Los meses más difíciles
Les encomendó, por tanto, ponerse a trabajar desde el primer momento y de forma intensa porque “los primeros meses de la legislatura serán los más difíciles”. Con este mensaje, el presidente de la Xunta les dejó claro que formar parte del Gobierno de Galicia no es ni “un regalo ni un cheque en blanco”, sino que supone un “mandato que implica inmediatamente la asunción de responsabilidades y sacrificio” para estar a la altura de un pueblo exigente como es el gallego “y ahora más que nunca”. Núñez Feijóo puso el listón alto a los nuevos conselleiros en los que confía para que lo acompañen en un nuevo mandato que precisará de un Ejecutivo con “más energía, más experiencia y más pasión” que el Gobierno que, en su día, designó en 2009 a su llegada a San Caetano y del que solo continúan formando parte Alfonso Rueda y Rosa Quintana.
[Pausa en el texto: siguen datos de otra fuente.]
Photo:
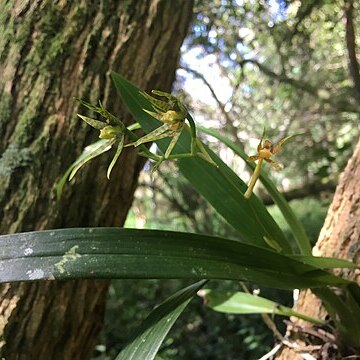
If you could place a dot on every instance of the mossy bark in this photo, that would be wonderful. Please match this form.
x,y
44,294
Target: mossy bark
x,y
50,52
339,238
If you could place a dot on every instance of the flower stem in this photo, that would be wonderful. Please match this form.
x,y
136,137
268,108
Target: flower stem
x,y
253,179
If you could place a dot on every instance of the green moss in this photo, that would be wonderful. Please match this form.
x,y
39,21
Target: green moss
x,y
13,158
5,108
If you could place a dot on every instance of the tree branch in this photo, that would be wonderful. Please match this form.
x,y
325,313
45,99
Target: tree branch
x,y
351,45
221,105
303,86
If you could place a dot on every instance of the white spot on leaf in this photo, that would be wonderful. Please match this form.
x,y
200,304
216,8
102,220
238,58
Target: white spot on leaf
x,y
35,274
28,251
70,255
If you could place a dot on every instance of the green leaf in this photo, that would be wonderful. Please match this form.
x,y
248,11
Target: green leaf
x,y
222,188
91,151
244,303
325,262
130,253
297,228
148,337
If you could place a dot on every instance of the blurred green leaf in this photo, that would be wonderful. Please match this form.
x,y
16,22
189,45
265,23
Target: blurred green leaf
x,y
244,303
148,254
222,188
146,341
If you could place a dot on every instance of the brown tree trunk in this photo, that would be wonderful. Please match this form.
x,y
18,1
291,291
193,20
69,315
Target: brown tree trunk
x,y
339,237
50,52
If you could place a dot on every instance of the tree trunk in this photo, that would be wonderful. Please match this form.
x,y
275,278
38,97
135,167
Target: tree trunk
x,y
339,238
50,52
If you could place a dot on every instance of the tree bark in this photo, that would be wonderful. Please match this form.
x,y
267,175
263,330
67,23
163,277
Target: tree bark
x,y
339,238
50,52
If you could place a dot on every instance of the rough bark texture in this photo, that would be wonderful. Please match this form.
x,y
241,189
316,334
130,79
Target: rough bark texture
x,y
50,52
339,237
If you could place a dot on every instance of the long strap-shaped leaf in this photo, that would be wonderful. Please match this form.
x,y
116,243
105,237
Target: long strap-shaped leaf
x,y
148,337
297,228
130,253
220,186
243,303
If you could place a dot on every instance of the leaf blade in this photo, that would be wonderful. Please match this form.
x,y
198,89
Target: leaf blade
x,y
146,341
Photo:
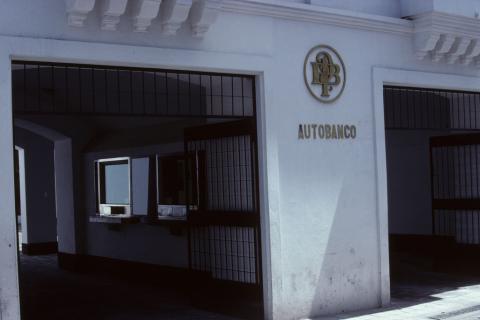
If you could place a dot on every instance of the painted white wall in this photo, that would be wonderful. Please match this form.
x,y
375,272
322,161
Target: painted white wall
x,y
315,192
63,181
40,218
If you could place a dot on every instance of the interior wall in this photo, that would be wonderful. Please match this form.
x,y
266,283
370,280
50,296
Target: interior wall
x,y
41,222
409,184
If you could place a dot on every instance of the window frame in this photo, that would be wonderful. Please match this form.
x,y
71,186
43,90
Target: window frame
x,y
195,181
104,209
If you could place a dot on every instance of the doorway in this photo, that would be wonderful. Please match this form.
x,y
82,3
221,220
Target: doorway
x,y
432,178
164,188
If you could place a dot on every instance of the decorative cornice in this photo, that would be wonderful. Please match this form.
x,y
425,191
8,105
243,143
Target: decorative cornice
x,y
78,10
144,11
202,15
446,37
172,15
317,14
111,12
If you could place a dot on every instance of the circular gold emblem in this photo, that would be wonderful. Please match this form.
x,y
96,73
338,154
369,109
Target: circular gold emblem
x,y
324,73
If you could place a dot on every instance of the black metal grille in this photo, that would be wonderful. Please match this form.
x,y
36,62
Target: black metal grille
x,y
430,109
52,88
228,253
455,165
224,238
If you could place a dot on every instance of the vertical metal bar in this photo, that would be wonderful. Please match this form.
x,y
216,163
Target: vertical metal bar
x,y
118,89
67,93
189,95
53,87
94,105
155,98
233,99
106,89
167,93
80,89
178,95
221,95
431,186
143,93
39,105
131,91
24,87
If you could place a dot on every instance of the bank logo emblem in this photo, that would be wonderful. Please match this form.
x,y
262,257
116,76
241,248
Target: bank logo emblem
x,y
324,73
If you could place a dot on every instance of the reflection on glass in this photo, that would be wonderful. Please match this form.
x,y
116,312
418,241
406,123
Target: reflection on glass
x,y
116,183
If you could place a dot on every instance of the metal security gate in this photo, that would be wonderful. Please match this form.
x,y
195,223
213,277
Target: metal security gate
x,y
455,173
224,223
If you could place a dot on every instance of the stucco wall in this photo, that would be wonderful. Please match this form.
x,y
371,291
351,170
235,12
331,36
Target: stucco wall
x,y
319,198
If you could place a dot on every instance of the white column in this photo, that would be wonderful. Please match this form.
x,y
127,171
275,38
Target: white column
x,y
64,196
9,288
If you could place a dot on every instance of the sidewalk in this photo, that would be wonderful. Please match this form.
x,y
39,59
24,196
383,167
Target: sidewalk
x,y
433,297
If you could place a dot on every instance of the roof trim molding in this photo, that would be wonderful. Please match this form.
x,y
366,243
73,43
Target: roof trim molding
x,y
317,14
448,38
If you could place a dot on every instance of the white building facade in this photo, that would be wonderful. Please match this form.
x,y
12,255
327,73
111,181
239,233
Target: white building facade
x,y
323,201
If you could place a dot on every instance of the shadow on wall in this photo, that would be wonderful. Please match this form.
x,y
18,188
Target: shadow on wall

De cara a la nueva etapa que se abre en esta Legislatura, el mandatario autonómico remarcó que “el virus que vino a cambiar nuestras vidas también cambió la idea que teníamos del Gobierno hace dos años cuando Galicia crecía y creaba empleo” y que ahora debe afrontar retos desde una óptica de crisis económica y también sanitaria y social en tanto que “ahora mismo la prioridad es hacer frente a la pandemia en todos sus frentes”. Con este reto y en un momento “de extraordinaria dificultad”, Núñez Feijóo optó por reforzar el perfil económico de su gabinete creando una vicepresidencia económica, con Francisco Conde, uno de sus hombres fuertes, al frente. Con el mismo objetivo decidió crear una Consellería de Emprego e Igualdade que dirigirá una persona de la “cantera” y que “conoce bien” San Caetano, María Jesús Lorenzana Somoza, y cuyo máximo reto será pelear por la creación de empleo en la comunidad autónoma y acabar con la discriminación salarial que todavía existe entre hombres y mujeres.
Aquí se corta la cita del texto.